CROWN PRINCE ABDULLAH: To begin with, I would suggest that the American people study the Holy Qur'an and the Islamic faith. Our Qur'an and our faith reject terrorism and the taking of innocent lives, because we believe that this violates the basic principles of our faith as well as the principles of humanity and the preservation of life.

MS. COURIC: Having said that, that still doesn't address the problem of religious fanatics in your country who may want to wage a jihad against the United States.

CROWN PRINCE ABDULLAH: When we look at the Torah or the Bible or the Qur'an, we will find people of all faiths that interpret their scriptures in an extreme way. But this does not reflect the society.

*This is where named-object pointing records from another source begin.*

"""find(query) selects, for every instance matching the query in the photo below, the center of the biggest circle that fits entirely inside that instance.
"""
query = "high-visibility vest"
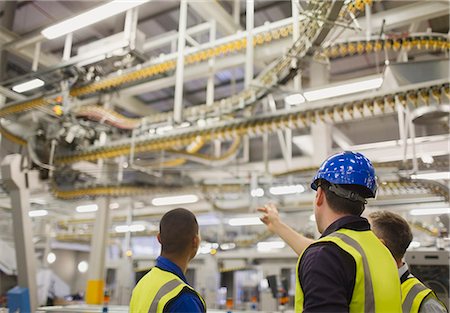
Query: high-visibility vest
(377, 287)
(413, 294)
(156, 289)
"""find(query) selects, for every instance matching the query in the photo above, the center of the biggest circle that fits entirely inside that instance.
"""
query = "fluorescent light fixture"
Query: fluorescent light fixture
(427, 159)
(37, 213)
(270, 245)
(90, 17)
(433, 176)
(129, 228)
(245, 221)
(164, 129)
(257, 192)
(344, 89)
(173, 200)
(51, 258)
(296, 98)
(228, 246)
(414, 244)
(83, 267)
(114, 206)
(29, 85)
(286, 190)
(430, 211)
(207, 220)
(87, 208)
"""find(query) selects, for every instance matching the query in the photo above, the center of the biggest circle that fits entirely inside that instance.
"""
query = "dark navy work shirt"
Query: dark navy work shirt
(327, 272)
(187, 301)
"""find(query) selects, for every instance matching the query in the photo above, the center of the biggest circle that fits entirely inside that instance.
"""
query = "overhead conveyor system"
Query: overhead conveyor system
(227, 122)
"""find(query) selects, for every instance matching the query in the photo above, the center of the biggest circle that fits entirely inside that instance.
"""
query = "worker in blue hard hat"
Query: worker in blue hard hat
(348, 269)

MS. COURIC: About the war with Iraq, a possible war with Iraq, do you believe, Your Highness, that a peaceful solution is realistic, given the fact that the buildup of U.S. forces in this region continues?

CROWN PRINCE ABDULLAH: I have a sense, and I must say I have a strange sense, that it may not come to war, in spite of the momentum and movement and buildup in that direction. I can't explain it, but that's my sense.

I believe that every problem has a solution, and I believe that if we look at understanding and communications as the basis for interacting with each other in life, we can find solutions to problems. I believe that force only begets death and destruction. It does not build anything. And that is why I hope that my sense that it will not come to war is correct.

MS. COURIC: You've been described as a great visionary and reformer. How difficult is it to balance your desire for progress and respect for Islamic tradition and an increasingly fundamentalist society here in Saudi Arabia?

CROWN PRINCE ABDULLAH: Our Islamic faith is a forward-looking faith, a faith of learning and a faith of science. There should be no contradiction between religion, on one hand, and modernization and progress, on the other hand, if we interpret our faith properly.